To know that others feel alone, that they understand that sometimes we can only walk side by side and not together is enough.
Sometimes it has to be.
We feel alone when we can’t share others experiences. When what others know of our experiences is through newspaper headlines, thorough friends who have ‘gone through what you did’, when their experience of grief is limited to the commonplace of a lost pet or those griefs which though un-shared are not particularly unusual.
I don’t fit in, not because I have grown or finished grieving but because there are no support groups for mothers who lose a child whom the medical profession saw as surplus to requirements even before she was born. We will be mourning one year’s loss on the 25th of December, which is for us not just the first year we will be without our baby for Christmas but also the day I miscarried. I have mild cerebral palsy (C.P) and a benign brain tumour. Over the years, the support I have received when we have spoken to friends or the medical profession about having children has been appalling. In fact to call it support has been laughable.
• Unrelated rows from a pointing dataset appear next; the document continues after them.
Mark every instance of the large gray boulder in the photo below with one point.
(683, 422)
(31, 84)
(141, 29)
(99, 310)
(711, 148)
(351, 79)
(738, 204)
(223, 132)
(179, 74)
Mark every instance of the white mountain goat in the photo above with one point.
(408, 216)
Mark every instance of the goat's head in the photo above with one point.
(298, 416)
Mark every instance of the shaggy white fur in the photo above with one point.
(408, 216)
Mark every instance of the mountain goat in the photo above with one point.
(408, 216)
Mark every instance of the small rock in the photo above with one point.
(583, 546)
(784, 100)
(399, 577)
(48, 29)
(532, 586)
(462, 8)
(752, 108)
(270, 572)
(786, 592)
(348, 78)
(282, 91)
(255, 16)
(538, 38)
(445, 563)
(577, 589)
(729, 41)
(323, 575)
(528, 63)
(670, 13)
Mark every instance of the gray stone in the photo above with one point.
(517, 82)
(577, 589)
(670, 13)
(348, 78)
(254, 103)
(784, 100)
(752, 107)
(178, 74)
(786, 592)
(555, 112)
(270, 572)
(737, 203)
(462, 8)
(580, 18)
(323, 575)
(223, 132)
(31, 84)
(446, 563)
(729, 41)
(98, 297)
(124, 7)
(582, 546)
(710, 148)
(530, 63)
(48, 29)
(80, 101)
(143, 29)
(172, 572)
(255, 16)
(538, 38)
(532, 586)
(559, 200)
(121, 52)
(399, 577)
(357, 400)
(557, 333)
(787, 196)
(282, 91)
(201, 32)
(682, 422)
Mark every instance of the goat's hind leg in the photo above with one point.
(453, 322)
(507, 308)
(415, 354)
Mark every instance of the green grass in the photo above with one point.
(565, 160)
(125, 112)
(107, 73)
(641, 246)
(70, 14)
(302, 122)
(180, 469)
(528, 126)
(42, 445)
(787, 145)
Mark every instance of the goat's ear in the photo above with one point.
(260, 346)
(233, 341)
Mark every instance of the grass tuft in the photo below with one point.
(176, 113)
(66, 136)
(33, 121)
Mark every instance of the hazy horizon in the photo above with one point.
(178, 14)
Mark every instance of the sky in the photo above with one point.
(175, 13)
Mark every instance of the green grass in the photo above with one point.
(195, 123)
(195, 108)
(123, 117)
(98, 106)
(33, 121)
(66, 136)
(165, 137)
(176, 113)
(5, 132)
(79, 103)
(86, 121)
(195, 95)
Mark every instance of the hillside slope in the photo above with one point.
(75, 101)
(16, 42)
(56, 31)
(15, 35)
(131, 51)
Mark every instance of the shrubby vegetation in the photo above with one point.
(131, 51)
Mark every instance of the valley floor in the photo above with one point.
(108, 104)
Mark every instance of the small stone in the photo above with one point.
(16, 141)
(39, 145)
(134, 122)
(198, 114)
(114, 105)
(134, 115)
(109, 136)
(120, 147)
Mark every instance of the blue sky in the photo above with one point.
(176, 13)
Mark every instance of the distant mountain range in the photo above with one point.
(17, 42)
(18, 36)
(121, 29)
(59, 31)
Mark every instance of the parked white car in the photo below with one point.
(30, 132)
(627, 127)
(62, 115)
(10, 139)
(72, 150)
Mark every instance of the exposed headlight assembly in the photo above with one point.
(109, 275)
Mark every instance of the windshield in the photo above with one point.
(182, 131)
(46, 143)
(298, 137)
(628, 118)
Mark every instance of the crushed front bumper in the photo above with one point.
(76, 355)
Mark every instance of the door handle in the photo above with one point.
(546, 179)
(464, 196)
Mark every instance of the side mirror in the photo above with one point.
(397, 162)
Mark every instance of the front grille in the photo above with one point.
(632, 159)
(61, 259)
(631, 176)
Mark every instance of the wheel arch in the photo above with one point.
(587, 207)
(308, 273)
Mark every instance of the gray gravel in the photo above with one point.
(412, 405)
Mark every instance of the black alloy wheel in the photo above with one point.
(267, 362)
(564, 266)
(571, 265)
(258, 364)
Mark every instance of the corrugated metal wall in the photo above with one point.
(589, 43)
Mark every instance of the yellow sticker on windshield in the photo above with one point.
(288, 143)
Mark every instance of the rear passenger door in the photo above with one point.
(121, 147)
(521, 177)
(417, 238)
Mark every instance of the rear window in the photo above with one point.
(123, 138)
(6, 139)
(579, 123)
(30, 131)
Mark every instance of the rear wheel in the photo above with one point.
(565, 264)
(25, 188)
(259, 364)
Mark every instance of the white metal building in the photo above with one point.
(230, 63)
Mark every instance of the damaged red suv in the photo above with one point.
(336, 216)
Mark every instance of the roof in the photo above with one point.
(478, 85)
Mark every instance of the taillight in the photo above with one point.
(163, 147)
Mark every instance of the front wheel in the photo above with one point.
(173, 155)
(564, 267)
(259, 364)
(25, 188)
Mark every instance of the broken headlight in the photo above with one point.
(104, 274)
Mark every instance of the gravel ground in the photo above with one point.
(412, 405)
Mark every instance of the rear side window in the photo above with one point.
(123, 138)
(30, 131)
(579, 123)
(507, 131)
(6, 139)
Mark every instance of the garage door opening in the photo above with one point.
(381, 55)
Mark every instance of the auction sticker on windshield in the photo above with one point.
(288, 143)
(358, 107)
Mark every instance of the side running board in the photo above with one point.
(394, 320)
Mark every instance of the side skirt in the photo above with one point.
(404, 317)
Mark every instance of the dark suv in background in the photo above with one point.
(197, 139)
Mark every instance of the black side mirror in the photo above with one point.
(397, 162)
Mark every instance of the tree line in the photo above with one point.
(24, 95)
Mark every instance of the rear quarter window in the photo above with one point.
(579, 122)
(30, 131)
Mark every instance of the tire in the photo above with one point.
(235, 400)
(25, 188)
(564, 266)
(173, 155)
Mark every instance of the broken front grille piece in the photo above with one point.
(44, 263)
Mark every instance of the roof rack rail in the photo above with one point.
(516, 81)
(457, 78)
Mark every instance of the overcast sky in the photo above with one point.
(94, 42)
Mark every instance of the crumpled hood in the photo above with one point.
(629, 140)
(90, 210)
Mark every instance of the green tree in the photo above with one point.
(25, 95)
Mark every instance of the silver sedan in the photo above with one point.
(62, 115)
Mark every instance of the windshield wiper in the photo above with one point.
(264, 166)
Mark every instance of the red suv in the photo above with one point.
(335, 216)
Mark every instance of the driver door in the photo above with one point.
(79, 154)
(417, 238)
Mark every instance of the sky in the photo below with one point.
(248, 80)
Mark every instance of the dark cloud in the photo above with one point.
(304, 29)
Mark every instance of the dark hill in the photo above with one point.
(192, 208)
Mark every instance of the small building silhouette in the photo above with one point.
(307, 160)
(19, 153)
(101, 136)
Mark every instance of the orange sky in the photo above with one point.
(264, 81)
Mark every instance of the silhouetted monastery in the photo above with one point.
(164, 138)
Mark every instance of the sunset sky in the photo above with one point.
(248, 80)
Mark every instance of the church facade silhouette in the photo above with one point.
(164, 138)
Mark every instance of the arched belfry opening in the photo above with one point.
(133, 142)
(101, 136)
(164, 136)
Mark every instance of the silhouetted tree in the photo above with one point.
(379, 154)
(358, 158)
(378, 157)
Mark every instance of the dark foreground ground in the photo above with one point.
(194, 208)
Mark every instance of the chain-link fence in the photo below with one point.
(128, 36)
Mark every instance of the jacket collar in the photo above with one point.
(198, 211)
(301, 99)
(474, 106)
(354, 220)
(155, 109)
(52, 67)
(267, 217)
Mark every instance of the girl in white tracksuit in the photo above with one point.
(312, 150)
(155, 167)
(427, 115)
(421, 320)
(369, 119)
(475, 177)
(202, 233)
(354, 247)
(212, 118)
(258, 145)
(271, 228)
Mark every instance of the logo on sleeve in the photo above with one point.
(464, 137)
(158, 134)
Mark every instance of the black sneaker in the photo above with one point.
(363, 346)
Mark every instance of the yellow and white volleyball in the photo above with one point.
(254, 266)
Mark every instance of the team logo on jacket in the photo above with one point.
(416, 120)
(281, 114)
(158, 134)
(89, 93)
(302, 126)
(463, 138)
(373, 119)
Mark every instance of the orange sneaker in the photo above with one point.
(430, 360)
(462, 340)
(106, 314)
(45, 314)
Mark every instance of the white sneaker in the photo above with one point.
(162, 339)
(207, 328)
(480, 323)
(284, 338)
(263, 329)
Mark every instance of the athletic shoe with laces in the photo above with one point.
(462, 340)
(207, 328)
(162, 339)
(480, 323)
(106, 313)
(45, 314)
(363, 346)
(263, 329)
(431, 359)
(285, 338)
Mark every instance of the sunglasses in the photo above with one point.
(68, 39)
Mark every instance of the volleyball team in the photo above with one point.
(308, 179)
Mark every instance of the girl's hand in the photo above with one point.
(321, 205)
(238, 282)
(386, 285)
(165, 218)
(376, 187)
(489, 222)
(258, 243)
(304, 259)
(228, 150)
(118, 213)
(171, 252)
Our desire for a family has exposed every ignorant prejudice, every barrier to acceptance that we like to think disabled people have surmounted.
We have been told variously, ‘You won’t be able to have children, will you?’ (strangers on buses) ‘I don’t want grandchildren’ (my mother), ‘it wouldn’t be a good idea with your medication’ (family friends with no medical training) a miscarriage would be better in your case (a cousin) ‘Children are such hard work, your husband would find it such a burden having to look after you both’,
The pain of the miscarriage is as you say a great sorrow, but nothing to that which preceded it, details which most disabled women never reveal to those who might respond hurtfully but also never dare to reveal either to those who have suffered their own loss.
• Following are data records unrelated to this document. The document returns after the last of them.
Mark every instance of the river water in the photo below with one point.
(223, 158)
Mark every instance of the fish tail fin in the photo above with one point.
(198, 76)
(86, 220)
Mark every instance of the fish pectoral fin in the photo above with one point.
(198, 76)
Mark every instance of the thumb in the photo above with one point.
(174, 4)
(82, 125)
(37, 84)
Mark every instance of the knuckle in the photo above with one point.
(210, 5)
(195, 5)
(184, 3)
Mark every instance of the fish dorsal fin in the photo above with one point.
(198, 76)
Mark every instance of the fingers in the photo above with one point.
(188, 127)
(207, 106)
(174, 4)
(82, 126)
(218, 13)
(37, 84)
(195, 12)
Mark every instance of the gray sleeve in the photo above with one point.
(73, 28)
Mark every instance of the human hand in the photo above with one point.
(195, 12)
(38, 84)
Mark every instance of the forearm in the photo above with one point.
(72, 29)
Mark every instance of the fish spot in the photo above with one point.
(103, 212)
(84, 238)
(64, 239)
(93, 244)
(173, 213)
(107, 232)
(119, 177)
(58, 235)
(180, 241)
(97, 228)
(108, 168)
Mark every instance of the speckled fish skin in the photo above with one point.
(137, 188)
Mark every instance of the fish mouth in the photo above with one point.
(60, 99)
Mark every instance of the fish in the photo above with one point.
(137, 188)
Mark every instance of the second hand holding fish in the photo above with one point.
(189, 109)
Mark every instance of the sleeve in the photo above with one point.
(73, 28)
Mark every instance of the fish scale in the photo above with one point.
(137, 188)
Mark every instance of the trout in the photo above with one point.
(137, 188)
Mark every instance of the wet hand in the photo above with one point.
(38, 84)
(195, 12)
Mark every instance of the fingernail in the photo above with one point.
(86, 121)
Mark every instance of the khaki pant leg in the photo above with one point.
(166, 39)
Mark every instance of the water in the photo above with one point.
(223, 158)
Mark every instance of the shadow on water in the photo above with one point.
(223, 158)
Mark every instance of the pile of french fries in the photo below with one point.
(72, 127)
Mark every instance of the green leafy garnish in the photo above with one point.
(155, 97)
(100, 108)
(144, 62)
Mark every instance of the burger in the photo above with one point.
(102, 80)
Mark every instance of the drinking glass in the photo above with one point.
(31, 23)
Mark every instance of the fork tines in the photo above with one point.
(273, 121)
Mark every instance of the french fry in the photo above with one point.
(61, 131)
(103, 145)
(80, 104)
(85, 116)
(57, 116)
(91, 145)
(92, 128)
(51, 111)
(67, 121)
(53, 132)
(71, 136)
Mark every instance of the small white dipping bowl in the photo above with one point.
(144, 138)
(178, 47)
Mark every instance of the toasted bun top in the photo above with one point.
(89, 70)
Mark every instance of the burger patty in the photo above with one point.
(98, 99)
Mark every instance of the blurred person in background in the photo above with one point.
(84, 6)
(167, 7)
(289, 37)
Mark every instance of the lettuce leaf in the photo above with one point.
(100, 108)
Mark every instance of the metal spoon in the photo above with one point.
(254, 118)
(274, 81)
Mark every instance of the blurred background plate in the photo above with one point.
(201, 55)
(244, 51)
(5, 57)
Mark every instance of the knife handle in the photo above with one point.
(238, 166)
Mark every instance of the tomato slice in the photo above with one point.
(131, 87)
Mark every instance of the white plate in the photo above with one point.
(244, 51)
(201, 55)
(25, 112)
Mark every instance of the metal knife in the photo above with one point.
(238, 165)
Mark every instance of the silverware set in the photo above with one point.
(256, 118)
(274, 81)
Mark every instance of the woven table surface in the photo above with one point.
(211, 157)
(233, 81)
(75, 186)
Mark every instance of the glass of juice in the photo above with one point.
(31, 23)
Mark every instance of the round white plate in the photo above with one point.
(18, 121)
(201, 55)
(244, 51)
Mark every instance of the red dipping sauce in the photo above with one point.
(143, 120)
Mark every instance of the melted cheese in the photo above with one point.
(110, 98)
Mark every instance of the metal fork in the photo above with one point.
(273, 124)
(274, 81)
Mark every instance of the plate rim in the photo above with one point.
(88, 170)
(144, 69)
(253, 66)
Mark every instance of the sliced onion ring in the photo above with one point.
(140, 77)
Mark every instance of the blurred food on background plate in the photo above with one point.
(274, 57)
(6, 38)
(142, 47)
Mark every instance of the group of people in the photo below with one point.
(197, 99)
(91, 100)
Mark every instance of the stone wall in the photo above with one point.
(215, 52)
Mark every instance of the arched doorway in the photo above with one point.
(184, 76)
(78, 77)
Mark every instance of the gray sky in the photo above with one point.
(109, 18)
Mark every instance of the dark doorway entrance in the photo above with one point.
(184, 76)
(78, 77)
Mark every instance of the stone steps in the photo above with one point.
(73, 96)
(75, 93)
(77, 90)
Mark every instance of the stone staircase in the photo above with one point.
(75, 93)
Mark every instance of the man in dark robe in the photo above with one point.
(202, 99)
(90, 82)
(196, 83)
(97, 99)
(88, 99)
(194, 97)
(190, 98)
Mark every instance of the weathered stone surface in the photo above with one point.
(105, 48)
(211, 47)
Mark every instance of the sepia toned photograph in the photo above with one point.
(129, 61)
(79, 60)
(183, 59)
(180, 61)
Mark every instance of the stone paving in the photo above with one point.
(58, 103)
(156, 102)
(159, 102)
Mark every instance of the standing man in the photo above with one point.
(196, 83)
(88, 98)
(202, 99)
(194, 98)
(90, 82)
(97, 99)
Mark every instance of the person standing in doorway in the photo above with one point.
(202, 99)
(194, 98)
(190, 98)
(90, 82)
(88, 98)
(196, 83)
I have nonetheless learnt a tremendous amount from groups such as ‘Carly-Marie’ and magazines like ‘Still Standing’. I call my baby, my baby, I don’t try to deny her existence just because she was a relatively early miscarriage; we lost her a day after we had our first scan and realised something was wrong. I was only a week earlier than the date when my sister had her first scan and the time by which my mother had started planning for her ‘first grandchild’. I am still not speaking to my mother because she will not acknowledge our loss and has even tried to claim that _we_ were the ones who never wanted children!
I say her name, Helena Antonia. She was denied a reality before birth, denied even her right to life, as a doctor refused to believe that I could be a good mother and have health conditions at the same time. Now people try to deny she ever existed and to tell me that ‘there is no reason why I can’t just have a baby’. People who have no idea what it is like to lose a child, people who have no idea of the grief of being told you ‘must’ have an abortion, people who have no idea that the ache for a child, so many years suppressed is compounded by stories i can never share with those I love.
I HAVE a baby. Helena Antonia and we lost her on Christmas Day 2013. I CANNOT and WILL not have another into a country (the U.K.) which demands that I share my responsibilities with a Social Services which is based on financial gain. I cannot and will not have a baby when that baby being less than ‘perfect’ will lead to condemnation of me and abuse in their own future. I cannot and will not have a baby in a world that has denied, derided and sterilised intelligent disabled women and forced many to have abortions or forced adoptions and where disabled parents as a group are a massive proportion of those whose children are taken into care.
Which leaves us pretty isolated until a brave, sincere article bathes our separateness in the shared tears of recognition, salt and sweet together.
There is indeed no gold at the end of the rainbow for us. When I have mentioned the many medical procedures I would need before I could even risk another pregnancy, even supposing that no interference was forthcoming, ‘Would it matter if you died, your husband would still make a wonderful father?’ If there is one thing I would ask people NEVER to say to a disabled mum-to-be or grieving mum it is that oft repeated, ‘But why won’t they let you have a child? ‘You’ve got your husband to help?” As though a disabled person cannot do _anything_ by themselves and would be an absolute failure, left to their own devices.
I want to scream: “I can be a MUM, HE can’t be a MUM! I want to do it myself, can’t you see?”
I am newly bereaved. We will be mourning one year’s loss on the 25th of December, which is for us not just the first year we will be without our baby for Christmas but also the day I miscarried.